The most likely solution would be an enzyme that could recognize one specific RNA and ignore all other RNA molecules encountered--that is, a template-specific enzyme. Working on this assumption, using purified, intact viral RNA, Spiegelman and his team found the RNA-dependent polymerase specific to phage MS2. When RNA bases and strands of RNA from MS2 were combined with this polymerase, the RNA replicated; when the polymerase was added to any other RNA strands, nothing happened. Reception of this discovery was cautious, for all the nucleic acid polymerases known at the time were not specific. A few years later, however, Spiegelman's teams demonstrated that the RNA polymerase coded for by a second RNA phage--Q-beta--was specific to Q-beta RNA and would replicate no other.
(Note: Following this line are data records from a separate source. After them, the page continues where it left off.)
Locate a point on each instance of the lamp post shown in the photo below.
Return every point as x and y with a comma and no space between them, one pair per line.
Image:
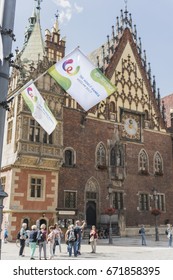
156,212
110,213
7,14
2,196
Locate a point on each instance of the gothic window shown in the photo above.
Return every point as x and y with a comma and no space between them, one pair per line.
143,202
9,132
36,188
115,157
143,162
118,202
158,164
160,202
69,157
34,131
70,199
101,155
3,182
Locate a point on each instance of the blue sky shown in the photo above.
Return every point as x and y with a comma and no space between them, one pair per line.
86,23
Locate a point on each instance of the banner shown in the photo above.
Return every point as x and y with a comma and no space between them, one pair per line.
79,78
2,2
39,109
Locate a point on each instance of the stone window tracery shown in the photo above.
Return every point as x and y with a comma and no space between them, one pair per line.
143,162
100,156
158,164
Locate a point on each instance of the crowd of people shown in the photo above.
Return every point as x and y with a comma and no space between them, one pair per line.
48,239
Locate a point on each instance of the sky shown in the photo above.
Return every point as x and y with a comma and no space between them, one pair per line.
86,23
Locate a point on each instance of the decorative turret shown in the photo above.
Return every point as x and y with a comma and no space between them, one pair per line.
54,45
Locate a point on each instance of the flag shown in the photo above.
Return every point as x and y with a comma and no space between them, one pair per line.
2,2
79,78
39,109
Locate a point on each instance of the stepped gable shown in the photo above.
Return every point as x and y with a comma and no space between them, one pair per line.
107,57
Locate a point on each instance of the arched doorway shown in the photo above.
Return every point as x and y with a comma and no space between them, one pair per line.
91,213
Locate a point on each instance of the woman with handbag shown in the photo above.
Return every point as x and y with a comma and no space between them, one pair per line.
58,236
93,239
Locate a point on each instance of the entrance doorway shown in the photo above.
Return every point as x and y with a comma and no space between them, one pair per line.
91,213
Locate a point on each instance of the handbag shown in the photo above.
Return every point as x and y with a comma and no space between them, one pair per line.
92,238
56,241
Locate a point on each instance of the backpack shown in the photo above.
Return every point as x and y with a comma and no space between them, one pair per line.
40,237
18,235
71,236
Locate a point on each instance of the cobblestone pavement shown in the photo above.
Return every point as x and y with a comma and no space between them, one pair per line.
121,249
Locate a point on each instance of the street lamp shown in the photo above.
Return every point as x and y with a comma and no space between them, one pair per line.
2,196
156,213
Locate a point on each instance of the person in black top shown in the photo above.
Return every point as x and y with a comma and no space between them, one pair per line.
33,241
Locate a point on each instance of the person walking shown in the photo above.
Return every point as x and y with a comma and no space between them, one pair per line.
93,236
169,232
79,228
22,239
58,235
33,241
42,240
71,237
5,235
51,241
142,233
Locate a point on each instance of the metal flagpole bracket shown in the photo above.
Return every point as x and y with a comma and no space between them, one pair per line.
5,104
8,32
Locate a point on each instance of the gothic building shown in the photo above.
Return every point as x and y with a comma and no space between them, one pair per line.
116,155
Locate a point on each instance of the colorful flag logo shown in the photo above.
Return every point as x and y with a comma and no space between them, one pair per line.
79,78
39,109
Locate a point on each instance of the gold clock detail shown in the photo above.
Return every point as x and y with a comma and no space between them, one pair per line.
131,128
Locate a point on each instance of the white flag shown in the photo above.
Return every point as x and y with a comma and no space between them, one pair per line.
39,109
79,77
2,2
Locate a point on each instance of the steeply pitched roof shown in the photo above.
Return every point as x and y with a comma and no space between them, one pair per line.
34,46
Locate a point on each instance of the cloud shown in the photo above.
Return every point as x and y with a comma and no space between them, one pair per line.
67,10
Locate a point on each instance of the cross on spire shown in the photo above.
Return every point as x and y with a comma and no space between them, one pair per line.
39,4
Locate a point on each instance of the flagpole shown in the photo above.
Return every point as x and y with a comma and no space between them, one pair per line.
33,81
26,85
7,37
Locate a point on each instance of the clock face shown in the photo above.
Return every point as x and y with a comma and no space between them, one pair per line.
131,128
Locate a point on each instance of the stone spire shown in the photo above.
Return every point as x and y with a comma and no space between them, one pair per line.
34,49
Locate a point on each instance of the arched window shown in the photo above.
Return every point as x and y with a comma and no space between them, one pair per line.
100,156
116,156
112,107
69,157
143,163
158,164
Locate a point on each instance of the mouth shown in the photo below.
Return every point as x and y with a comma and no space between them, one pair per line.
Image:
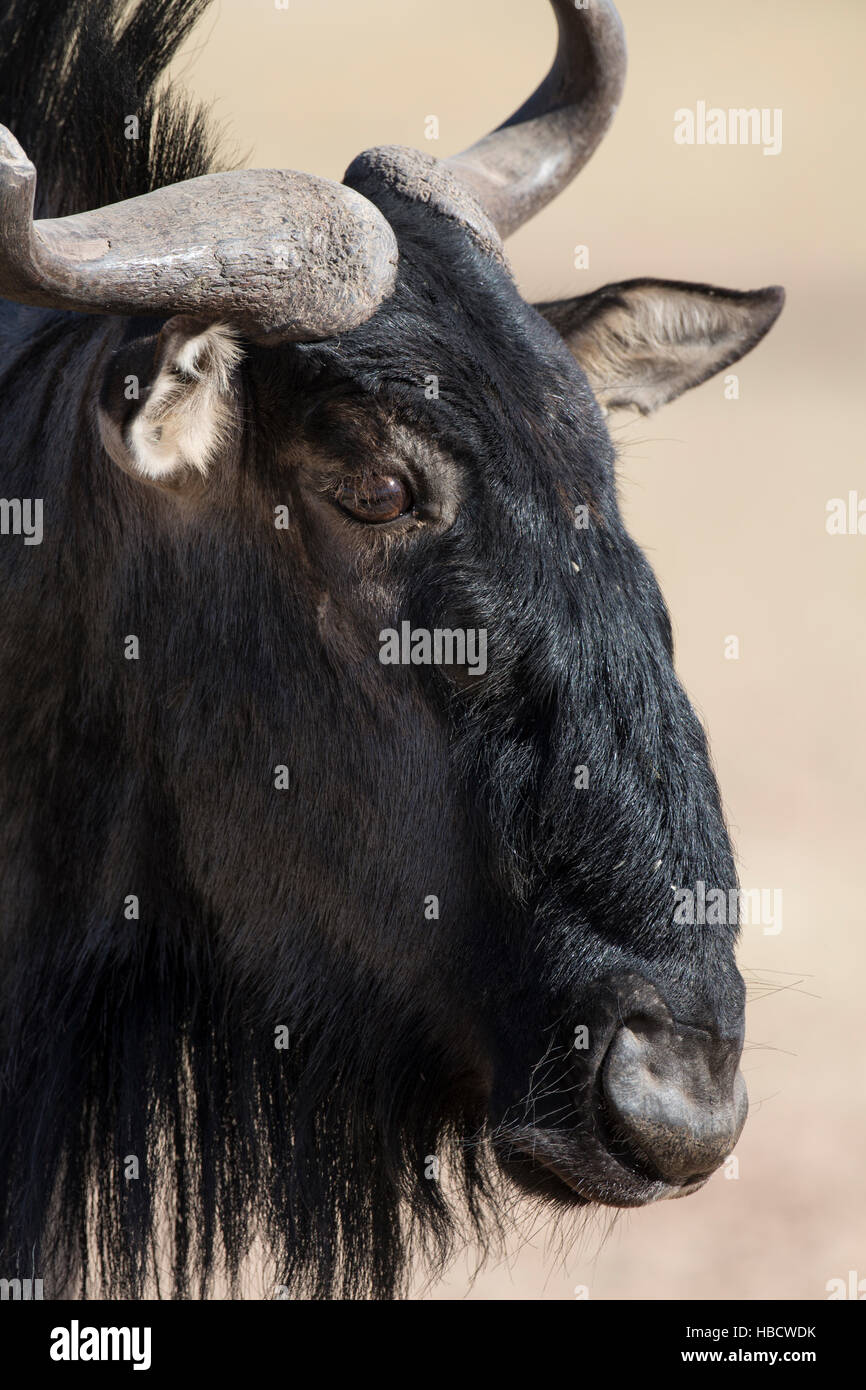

The replicase of RNA phage Q-beta turned out to be "a nice, stable, clean enzyme," relatively easy to isolate and purify, and within a year Spiegelman could easily make phage RNA in the test tube that was physically and chemically indistinguishable from the original virus RNA. In 1965, to prove that the test-tube RNA was infective, he first set up a serial transfer experiment, adding phage RNA to RNA base materials and Q-beta replicase, letting the RNA replicate, then taking a little of the resulting RNA and adding it to a second replicating system. This process was repeated fifteen times, so that at the end the original RNA would be diluted out by the transfers almost completely, leaving in the final tube RNA that was virtually all lab-generated. When added to E. coli protoplasts (bacteria lacking a cell wall) this RNA produced virus particles just as well as RNA from a native Q-beta virus. It was the first time that a piece of nucleic acid made in the test tube worked as well as the stuff made in nature. Spiegelman had achieved the first synthesis of a biologically competent, infective viral nucleic acid. This feat (termed the "dream experiment of modern biology" by one writer) created a sensation in the scientific world, and brought a wave of "life in a test tube" newspaper stories. Spiegelman was quick to qualify his accomplishment, however, and explained, "When you create a living object the presumption is that the object didn't exist before. This I did not do. Working with simple chemical compounds, I take a primer of a living object and I generate many living objects from it."
The synthetic Q-beta RNA (which Spiegelman called "the little monster") yielded other scientific dividends during the next few years. Because he could produce unlimited generations of RNA, Spiegelman was able to watch Darwinian selection in action at the molecular level. By varying the selective pressure on the system (such as temperature, nutrient mix, or the reproduction time allowed) he could "create" mutant RNA molecules with a wide range of properties. One of these, for instance, gradually trimmed itself down from the original 3,300 nucleotides to 470--just big enough to grab the replicase enzyme and copy itself. It had apparently jettisoned sections that coded for protein coats and other components it didn't need in the artificial environment. Other mutations were resistant to a variety of inhibitors of RNA synthesis. For Spiegelman, these experiments solved an important puzzle of pre-cellular evolution, for they showed that, "long before cells were invented, there could have been selective forces that pushed nucleic acid molecules to greater and greater length and complexity in order to solve the selective problems." In 1969 Spiegelman was awarded a patent for the synthetic virus RNA, one of the first genetic patents.